Setelah berbincang dengan orang tuanya dan sebelum makan malam, Qinyang keluar rumah berjalan-jalan mengelilingi kota kecil itu.

Sudah lama ia tak pulang, semuanya masih seperti dulu. Kota kecil itu dikelilingi pegunungan, seperti sebuah lembah mini, di mana masih banyak hewan liar dan buah-buahan hutan yang tumbuh di gunung.

Qinyang ingat, setelah dunia mitos benar-benar menyatu dengan kenyataan, tempat seperti kota kecil ini akan segera dikuasai oleh para monster. Hanya kota setingkat kota besar yang bisa bertahan dengan aman.

Yang harus Qinyang lakukan adalah, sebelum hari itu tiba, meningkatkan kekuatan kedua orang tuanya dan membawa mereka pindah ke kota besar agar selamat.

“Qinyang.”

Tiba-tiba sebuah suara memotong lamunannya.

“Zhang Wei.”

Melihat orang di hadapannya, Qinyang mengerutkan kening. Zhang Wei adalah preman terkenal di kota kecil itu. Usianya sama dengan Qinyang, bahkan semasa SD dan SMP mereka satu kelas, dan Qinyang sering menjadi korban kejahilannya.

“Eh, bukannya kau kerja di luar kota? Kok tiba-tiba pulang?” Zhang Wei langsung tersenyum begitu melihat Qinyang.

“Hanya ingin menengok rumah,” jawab Qinyang datar.

“Baguslah kalau pulang,” ujar Zhang Wei sambil menepuk pundak Qinyang, “Kita kan teman lama, aku sedang butuh uang. Pinjamin aku sedikit, ya?”

“Tidak ada,” jawab Qinyang dingin.

“Tidak ada?!” wajah Zhang Wei berubah masam, ia meraih kerah baju Qinyang, “Qinyang, jangan bilang kalau kau di luar kota sama sekali nggak punya uang. Aku malas banyak omong, cepat kasih aku uang!”

Benar saja.

Tidak berubah sedikit pun.

Qinyang menunduk melihat kerah bajunya, lalu menatap tajam Zhang Wei. Di matanya terpancar kilatan dingin, “Zhang Wei, lepaskan tanganmu, kalau tidak jangan salahkan aku kalau bertindak kasar.”

“Berani juga kau rupanya, merasa hebat setelah merantau.
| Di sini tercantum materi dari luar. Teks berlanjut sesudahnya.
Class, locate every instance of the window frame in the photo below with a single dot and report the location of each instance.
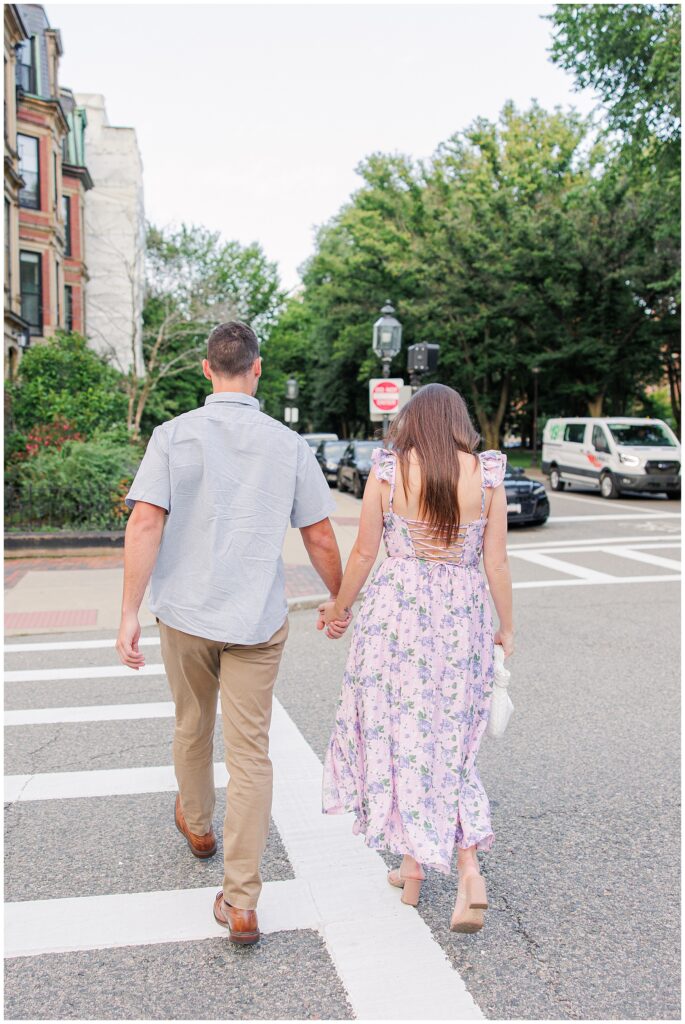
(35, 329)
(67, 214)
(23, 192)
(31, 88)
(574, 426)
(69, 308)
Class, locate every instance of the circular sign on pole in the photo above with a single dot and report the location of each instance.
(385, 396)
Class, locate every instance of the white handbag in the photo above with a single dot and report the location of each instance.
(501, 705)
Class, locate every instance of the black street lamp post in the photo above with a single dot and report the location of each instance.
(387, 342)
(536, 375)
(292, 392)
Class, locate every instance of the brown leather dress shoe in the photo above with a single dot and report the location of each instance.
(201, 846)
(242, 925)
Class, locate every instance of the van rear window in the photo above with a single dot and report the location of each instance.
(641, 434)
(574, 432)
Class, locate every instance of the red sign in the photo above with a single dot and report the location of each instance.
(385, 395)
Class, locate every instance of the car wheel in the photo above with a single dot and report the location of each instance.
(607, 486)
(556, 482)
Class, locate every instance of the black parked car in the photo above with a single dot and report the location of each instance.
(328, 457)
(526, 499)
(354, 466)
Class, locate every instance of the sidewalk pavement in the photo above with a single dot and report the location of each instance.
(61, 592)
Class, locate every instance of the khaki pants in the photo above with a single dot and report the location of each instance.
(198, 670)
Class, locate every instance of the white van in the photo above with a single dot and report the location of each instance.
(615, 454)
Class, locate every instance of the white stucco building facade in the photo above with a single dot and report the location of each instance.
(115, 237)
Lihat saja, akan kubuat kau kapok!” Zhang Wei marah, mengangkat tangan hendak memukul.

Namun dalam sekejap, Zhang Wei terpelanting jauh, jatuh keras ke tanah dan berguling-guling beberapa kali.

“Susah sekali mengerti bahasa manusia,” Qinyang menghela napas.